Mireille Bruyère est maître de conférence en économie à l’Université Toulouse — Jean Jaurès. Elle est membre du Conseil Scientifique d’ATTAC France, du CERTOP et travaille sur les enjeux du travail et de l’emploi.
Frédérique Mozer
Réflexions sur l’état du mal logement en France en 2016
Après une formation en sociologie et travail social, Frédérique Mozer a commencé à travailler à la Fondation Abbé Pierre à Paris en 2000, sur diverses missions de développement de projets de logements accompagnés aux côtés du réseau associatif national. Elle est en charge de l’agence régionale Languedoc-Roussillon—Midi-Pyrénées depuis 2014.
Cyrille Hanappe
Cyrille Hanappe est architecte et ingénieur. Il est directeur pédagogique du Diplôme de Spécialisation en Architecture des Risques Majeurs de l’École Nationale Supérieure d’Architecture Paris — Belleville. Associé dans l’agence d’architecture AIR, il est également président de l’association Actes & Cités qui a pour objet de faire pour la dignité des personnes dans leur cadre de vie en France et dans le Monde.
Marie-Christine Jaillet
Qu’est-ce qu’habiter dans les territoires urbains précaires ?

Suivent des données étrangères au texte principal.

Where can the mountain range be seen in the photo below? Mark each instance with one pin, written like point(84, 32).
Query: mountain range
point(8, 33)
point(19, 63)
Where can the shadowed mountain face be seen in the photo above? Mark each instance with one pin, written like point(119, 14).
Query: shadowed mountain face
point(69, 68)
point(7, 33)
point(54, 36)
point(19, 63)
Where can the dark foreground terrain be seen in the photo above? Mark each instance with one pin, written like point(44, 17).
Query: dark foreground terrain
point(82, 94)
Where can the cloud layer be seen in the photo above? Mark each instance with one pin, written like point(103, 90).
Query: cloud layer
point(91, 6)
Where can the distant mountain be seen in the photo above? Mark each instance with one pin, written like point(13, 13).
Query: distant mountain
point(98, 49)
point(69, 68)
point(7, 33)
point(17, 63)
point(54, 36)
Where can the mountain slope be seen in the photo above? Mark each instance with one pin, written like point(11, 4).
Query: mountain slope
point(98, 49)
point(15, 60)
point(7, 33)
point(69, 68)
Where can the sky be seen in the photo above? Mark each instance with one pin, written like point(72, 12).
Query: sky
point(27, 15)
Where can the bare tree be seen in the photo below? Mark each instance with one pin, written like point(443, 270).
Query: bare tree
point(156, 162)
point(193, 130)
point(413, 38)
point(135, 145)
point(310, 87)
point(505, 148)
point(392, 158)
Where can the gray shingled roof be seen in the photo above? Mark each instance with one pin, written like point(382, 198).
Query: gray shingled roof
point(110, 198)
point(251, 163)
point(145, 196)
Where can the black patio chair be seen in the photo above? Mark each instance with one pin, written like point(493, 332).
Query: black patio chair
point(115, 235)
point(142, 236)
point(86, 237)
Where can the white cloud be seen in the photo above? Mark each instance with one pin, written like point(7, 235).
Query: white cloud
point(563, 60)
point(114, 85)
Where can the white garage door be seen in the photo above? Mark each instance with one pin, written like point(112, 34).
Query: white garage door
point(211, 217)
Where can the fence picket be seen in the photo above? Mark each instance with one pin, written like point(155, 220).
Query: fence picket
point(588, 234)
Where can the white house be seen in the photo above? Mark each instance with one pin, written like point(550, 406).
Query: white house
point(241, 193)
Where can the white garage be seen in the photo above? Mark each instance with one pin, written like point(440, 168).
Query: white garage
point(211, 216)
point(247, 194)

Marie-Christine Jaillet est sociologue de la ville et directrice de recherche au CNRS. Spécialiste de la ville, elle poursuit des travaux sur la périurbanisation, les modes d’habiter, mais également sur les processus de métropolisation et leur impact sur les modes de gouvernance urbaine. Elle travaille aujourd’hui au développement d’un Institut de la Ville à Toulouse. Elle vient d’être nommée à la présidence du CODEV (Conseil de Développement) de Toulouse Métropole.
Antoine Aubinais, Bellastock
Antoine Aubinais est architecte HMONP, diplômé de l’ENSA Paris — Belleville en 2010, co-fondateur de Bellastock en 2006 et président de l’association jusqu’en 2012. Il a travaillé dans des agences d’architecture parisiennes, avant de se consacrer complètement au développement de l’association Bellastock.
Laurent Tixador
D’autres façons d’habiter le paysage
Artiste aventurier aux actions extrêmes, Laurent Tixador privilégie la performance et travaille de manière expéditionnaire. Il met à l’épreuve ses capacités physiques autant que la définition de «l’être artiste». Ses périples permettent de fabriquer des situations qui influencent son comportement et proposent des opportunités. L’expédition est pour lui un travail d’atelier, d’autant que lors de ses pérégrinations, il bricole de petits objets avec les matériaux qu’il trouve sur place.